<i>Légers spoilers.</i>
Les films de Med Hondo ont connu un grand regain d'intérêt ces dernières années, et à découvrir celui-ci, son plus connu, on comprend aisément pourquoi : c'est un cinéaste doué. La colère révolutionnaire qui couve sous son récit n'est ici pas l'évitement du cinéma (une urgence du propos qui prendrait l'art en otage), mais son fuel. Le film est bouillonnant d'idées, d'images, de sons et de visions inspirées, sans que jamais cela ne ressemble à un jeu formel coquet : la mise en scène est directement perfusée à la colère et à l'expression d'un dégoût viscéral, telle une longue crise d'angoisse (littérale, à la fin) qui couve et hurle sous la surface intellectuelle.
Comment se fait-il, alors, que la vision du film m'ait été si pesante, assommante d'ennui même parfois ? Mon allergie régulière au cinéma politique des années 60, dont le catéchisme théorique m'épuise, est sans doute en cause, mais pas seulement. Une clé réside peut-être dans ce qui m'a de très loin le plus plu, à savoir les passages purement symboliques et abstraits (qui constituent notamment la longue ouverture et clôture du film). Ce sont les plus casse-gueule pourtant, mais la parabole s'y épanouit alors uniquement pour ce qu'elle est. Quand le film se prend à appliquer ce même geste abstrait au quotidien parisien, négociant alors non plus avec des idées, mais avec un réel dont il veut rendre compte, il devient insupportable de didactisme. Et ce dès ce héros arrivant tout sourire à la rencontre de la « douce France de Rousseau et Molière » : allégoriquement, il fait parfaitement sens ; dans la réalité du récit, c'est d'emblée un niaiseux qu'on va avoir du mal à suivre.
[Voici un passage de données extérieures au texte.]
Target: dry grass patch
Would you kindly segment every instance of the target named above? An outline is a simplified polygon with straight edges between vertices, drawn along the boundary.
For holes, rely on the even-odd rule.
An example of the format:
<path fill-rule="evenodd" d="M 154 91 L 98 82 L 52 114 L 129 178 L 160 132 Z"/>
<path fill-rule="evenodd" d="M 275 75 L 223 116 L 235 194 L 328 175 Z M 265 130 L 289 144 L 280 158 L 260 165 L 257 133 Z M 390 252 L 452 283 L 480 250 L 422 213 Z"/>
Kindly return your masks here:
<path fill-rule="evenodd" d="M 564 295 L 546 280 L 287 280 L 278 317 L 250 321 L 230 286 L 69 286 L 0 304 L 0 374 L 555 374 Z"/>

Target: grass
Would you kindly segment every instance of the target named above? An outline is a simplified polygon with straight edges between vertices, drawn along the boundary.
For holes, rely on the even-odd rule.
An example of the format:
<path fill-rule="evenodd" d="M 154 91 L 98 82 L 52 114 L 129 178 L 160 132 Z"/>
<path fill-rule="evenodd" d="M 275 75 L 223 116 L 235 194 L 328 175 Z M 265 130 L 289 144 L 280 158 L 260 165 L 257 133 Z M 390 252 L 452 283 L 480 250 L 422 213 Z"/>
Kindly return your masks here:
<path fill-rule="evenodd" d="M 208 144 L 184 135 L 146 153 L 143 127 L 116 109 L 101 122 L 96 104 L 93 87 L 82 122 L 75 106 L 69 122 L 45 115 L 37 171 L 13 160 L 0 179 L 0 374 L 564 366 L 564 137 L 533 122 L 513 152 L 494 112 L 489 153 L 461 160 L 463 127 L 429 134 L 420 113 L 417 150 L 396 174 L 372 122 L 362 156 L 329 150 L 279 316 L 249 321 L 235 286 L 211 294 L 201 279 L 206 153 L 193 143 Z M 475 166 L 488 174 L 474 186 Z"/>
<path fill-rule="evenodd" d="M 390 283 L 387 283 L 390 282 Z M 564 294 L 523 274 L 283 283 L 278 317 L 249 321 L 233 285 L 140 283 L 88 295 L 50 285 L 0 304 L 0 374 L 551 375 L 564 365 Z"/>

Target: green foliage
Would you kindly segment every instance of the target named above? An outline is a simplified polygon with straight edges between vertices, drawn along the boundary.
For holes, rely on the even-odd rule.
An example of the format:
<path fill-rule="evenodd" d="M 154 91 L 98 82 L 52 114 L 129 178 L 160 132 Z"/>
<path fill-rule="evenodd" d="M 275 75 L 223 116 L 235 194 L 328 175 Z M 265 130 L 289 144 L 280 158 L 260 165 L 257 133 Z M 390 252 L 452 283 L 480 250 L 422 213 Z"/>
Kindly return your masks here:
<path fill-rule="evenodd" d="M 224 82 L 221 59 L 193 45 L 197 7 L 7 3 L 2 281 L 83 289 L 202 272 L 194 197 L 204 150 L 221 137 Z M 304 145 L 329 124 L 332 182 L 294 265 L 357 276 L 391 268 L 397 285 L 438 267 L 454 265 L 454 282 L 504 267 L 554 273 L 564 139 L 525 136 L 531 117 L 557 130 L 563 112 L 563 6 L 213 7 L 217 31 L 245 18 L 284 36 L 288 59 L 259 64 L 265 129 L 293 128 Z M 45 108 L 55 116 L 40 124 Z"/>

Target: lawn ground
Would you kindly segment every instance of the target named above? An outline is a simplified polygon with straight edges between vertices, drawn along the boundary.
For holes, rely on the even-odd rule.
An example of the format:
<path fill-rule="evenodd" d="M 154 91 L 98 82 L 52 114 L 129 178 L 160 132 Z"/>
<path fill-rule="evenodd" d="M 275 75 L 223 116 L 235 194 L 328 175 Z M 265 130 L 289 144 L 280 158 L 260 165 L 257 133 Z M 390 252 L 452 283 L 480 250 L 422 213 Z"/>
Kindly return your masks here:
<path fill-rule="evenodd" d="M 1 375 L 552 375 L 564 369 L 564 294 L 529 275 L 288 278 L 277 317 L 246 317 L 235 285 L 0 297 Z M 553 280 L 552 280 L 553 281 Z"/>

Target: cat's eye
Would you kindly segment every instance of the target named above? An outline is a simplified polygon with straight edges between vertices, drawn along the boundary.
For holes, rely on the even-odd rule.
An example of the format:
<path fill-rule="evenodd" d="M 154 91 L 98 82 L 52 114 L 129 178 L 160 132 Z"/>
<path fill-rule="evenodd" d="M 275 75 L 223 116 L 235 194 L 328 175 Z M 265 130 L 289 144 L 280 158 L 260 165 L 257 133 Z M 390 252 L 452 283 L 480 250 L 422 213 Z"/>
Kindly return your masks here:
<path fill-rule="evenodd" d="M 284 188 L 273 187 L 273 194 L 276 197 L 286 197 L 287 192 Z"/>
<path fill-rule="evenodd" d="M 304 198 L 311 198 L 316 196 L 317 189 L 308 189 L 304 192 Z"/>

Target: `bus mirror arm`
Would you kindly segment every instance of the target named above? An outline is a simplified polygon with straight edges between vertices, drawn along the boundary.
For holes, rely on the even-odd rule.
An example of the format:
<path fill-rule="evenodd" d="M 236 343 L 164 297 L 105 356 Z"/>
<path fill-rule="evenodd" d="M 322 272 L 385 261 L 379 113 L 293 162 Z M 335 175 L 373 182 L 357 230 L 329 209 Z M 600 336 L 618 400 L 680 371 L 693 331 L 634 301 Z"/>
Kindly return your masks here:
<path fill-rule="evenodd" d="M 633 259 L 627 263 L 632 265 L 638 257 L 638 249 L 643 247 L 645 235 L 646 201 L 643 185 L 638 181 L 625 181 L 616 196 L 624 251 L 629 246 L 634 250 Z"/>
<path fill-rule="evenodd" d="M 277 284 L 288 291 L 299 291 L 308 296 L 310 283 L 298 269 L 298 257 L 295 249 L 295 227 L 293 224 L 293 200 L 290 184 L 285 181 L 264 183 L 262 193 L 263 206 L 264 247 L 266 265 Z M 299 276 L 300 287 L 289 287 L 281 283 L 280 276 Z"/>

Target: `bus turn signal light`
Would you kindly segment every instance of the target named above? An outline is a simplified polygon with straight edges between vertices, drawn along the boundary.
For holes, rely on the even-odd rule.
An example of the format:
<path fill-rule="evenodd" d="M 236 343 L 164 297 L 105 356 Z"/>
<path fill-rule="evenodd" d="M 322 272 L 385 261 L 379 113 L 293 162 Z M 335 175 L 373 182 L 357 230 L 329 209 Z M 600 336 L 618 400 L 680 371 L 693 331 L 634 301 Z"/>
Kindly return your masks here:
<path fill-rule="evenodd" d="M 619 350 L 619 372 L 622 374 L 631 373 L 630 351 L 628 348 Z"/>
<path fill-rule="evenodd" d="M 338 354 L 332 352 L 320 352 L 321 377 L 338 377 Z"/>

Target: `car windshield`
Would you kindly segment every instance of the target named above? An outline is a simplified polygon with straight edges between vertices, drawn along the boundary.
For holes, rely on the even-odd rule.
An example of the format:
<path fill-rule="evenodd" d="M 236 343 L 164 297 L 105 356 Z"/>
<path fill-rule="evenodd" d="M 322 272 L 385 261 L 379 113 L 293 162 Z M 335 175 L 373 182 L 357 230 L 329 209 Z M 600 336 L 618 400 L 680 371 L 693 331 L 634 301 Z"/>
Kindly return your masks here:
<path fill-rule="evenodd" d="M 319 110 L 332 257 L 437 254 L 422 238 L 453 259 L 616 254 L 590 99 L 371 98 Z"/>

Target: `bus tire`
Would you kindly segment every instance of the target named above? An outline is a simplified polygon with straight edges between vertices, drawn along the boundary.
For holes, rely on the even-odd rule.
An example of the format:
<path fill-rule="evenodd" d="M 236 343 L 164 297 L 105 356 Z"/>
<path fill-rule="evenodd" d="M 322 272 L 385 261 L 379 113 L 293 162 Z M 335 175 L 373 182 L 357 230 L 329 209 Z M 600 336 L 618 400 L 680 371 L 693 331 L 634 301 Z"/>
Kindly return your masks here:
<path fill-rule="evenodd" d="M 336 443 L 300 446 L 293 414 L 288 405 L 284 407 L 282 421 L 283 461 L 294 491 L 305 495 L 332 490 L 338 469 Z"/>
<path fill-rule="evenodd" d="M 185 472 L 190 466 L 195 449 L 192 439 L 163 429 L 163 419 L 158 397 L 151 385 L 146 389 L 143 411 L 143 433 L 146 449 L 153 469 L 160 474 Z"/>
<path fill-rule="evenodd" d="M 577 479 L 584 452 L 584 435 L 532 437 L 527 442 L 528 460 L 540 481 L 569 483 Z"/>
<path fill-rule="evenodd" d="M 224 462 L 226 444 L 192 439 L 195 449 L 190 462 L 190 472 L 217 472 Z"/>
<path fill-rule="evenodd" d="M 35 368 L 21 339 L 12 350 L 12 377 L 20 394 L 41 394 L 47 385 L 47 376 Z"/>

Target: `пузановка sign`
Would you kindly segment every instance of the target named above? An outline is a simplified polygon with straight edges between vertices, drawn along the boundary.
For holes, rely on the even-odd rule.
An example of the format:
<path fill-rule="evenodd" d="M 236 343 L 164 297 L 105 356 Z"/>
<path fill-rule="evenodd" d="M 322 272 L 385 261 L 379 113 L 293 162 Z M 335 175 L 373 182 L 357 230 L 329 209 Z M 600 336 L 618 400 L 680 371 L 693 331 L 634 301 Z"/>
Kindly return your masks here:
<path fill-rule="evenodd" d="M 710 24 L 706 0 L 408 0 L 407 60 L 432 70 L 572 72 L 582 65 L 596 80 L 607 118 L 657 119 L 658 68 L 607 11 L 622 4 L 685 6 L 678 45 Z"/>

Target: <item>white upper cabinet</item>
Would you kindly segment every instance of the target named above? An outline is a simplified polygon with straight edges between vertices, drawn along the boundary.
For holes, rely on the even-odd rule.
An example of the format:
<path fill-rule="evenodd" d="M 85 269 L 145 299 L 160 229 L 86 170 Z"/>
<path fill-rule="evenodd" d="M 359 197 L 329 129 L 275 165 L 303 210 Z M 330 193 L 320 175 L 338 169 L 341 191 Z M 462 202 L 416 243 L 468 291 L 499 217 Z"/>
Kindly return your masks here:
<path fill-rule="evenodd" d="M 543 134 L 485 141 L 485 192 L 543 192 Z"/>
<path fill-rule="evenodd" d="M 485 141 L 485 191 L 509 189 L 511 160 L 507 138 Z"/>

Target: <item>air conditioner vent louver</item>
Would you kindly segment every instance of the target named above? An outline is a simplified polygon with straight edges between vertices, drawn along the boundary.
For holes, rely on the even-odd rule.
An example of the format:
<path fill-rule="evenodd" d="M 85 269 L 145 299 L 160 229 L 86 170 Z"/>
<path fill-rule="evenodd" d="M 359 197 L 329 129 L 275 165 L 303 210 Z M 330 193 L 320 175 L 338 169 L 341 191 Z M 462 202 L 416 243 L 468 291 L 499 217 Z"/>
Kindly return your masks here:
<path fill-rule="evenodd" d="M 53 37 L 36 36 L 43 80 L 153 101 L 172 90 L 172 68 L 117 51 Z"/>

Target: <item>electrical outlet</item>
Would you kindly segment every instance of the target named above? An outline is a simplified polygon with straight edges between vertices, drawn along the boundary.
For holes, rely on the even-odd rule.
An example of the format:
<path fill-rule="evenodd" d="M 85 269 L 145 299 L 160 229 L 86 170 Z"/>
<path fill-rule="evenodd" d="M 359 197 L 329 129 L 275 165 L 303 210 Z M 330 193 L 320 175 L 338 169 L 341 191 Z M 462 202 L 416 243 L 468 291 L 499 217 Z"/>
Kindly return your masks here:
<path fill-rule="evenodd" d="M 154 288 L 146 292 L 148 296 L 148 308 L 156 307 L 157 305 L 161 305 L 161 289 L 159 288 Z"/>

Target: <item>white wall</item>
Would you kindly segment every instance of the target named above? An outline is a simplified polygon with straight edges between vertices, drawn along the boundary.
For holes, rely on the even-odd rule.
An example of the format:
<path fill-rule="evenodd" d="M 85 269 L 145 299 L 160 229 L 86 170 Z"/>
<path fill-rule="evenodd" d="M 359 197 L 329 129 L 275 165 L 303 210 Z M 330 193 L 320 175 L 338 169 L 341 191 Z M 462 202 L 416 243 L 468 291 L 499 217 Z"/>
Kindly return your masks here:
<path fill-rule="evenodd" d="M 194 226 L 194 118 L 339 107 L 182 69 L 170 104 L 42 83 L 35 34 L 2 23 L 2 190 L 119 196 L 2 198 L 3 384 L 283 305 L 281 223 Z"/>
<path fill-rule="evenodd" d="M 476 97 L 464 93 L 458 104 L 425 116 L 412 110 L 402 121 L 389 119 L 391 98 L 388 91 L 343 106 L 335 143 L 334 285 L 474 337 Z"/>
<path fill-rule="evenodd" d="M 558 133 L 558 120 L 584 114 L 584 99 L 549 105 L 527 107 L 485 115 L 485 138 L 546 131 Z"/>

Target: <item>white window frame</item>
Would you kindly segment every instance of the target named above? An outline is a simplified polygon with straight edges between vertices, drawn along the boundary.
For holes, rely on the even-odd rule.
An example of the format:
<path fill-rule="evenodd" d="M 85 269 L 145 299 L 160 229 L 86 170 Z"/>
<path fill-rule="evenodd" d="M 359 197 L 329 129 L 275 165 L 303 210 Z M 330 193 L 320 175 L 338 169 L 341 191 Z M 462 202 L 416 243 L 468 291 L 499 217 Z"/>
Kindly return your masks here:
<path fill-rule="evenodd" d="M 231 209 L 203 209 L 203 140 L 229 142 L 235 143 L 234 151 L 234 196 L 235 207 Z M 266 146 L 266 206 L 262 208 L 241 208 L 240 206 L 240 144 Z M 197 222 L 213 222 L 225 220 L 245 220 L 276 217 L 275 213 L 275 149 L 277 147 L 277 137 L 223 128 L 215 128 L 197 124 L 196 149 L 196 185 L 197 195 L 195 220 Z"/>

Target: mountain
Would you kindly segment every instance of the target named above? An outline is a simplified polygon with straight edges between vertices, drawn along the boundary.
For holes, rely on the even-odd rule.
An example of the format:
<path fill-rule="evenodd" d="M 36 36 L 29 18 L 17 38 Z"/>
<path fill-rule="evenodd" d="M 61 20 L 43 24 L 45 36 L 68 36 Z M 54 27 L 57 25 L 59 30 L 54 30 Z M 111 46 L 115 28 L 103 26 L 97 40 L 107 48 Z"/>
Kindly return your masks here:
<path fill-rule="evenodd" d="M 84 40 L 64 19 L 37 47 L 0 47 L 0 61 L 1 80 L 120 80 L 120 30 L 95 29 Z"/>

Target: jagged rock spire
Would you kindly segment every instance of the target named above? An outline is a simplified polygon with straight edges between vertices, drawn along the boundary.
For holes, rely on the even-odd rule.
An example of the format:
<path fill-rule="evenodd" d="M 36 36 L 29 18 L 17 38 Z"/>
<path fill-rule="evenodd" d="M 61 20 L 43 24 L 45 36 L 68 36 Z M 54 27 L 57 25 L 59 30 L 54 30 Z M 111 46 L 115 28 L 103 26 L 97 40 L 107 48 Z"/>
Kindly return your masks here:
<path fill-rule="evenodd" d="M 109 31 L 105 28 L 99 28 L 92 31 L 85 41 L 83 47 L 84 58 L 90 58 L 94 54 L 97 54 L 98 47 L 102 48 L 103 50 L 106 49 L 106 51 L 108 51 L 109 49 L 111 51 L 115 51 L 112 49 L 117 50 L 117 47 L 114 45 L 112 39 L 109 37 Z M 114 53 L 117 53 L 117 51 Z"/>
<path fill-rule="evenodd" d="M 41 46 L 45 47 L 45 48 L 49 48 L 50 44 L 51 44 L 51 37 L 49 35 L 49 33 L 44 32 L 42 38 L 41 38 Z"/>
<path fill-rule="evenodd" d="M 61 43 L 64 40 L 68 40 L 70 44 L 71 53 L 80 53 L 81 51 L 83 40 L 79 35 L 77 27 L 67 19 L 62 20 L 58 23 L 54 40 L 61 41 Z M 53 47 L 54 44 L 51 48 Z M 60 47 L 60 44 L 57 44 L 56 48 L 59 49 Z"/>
Les situations schématiques s'enchaînent ainsi (un individu vient demander un emploi, on le renvoie pour racisme : la scène en conclut donc qu'il y a racisme), comme autant de démonstrations tautologiques semblant construire de toutes pièces le monde contre lequel le personnage construira sa révolte. Évidemment que la France des années 60 était outrageusement raciste (et pire encore, inconsciente de l'être), pétrie de réflexes coloniaux jusque chez ses intellectuels de gauche mielleux. On n'en est toujours pas vraiment sortis… Mais en peignant ce monde réel comme on confectionnerait des pantins ou un tract, le film donne constamment le sentiment paradoxal de s'inventer un antagoniste, un continuel homme de paille, pour pouvoir ensuite mieux le combattre (alors qu'on imagine aisément de telles situations vécues à la chaîne, tant le film respire l'autobiographie – ou, pour reprendre le joli mot du livret, "l'autothérapie").
Bref, il y a là comme un problème profond de calibrage entre la manière, la distance et l'objet, qui rend la vision pénible sur la plupart des scènes. Et ce quand bien même on découvre paradoxalement là un cinéaste précieux dans le paysage de la modernité, tant il semble, contrairement à bien d'autres de ses collègues, avoir conservé un lien organique entre la nécessité viscérale de filmer et sa virtuosité formelle.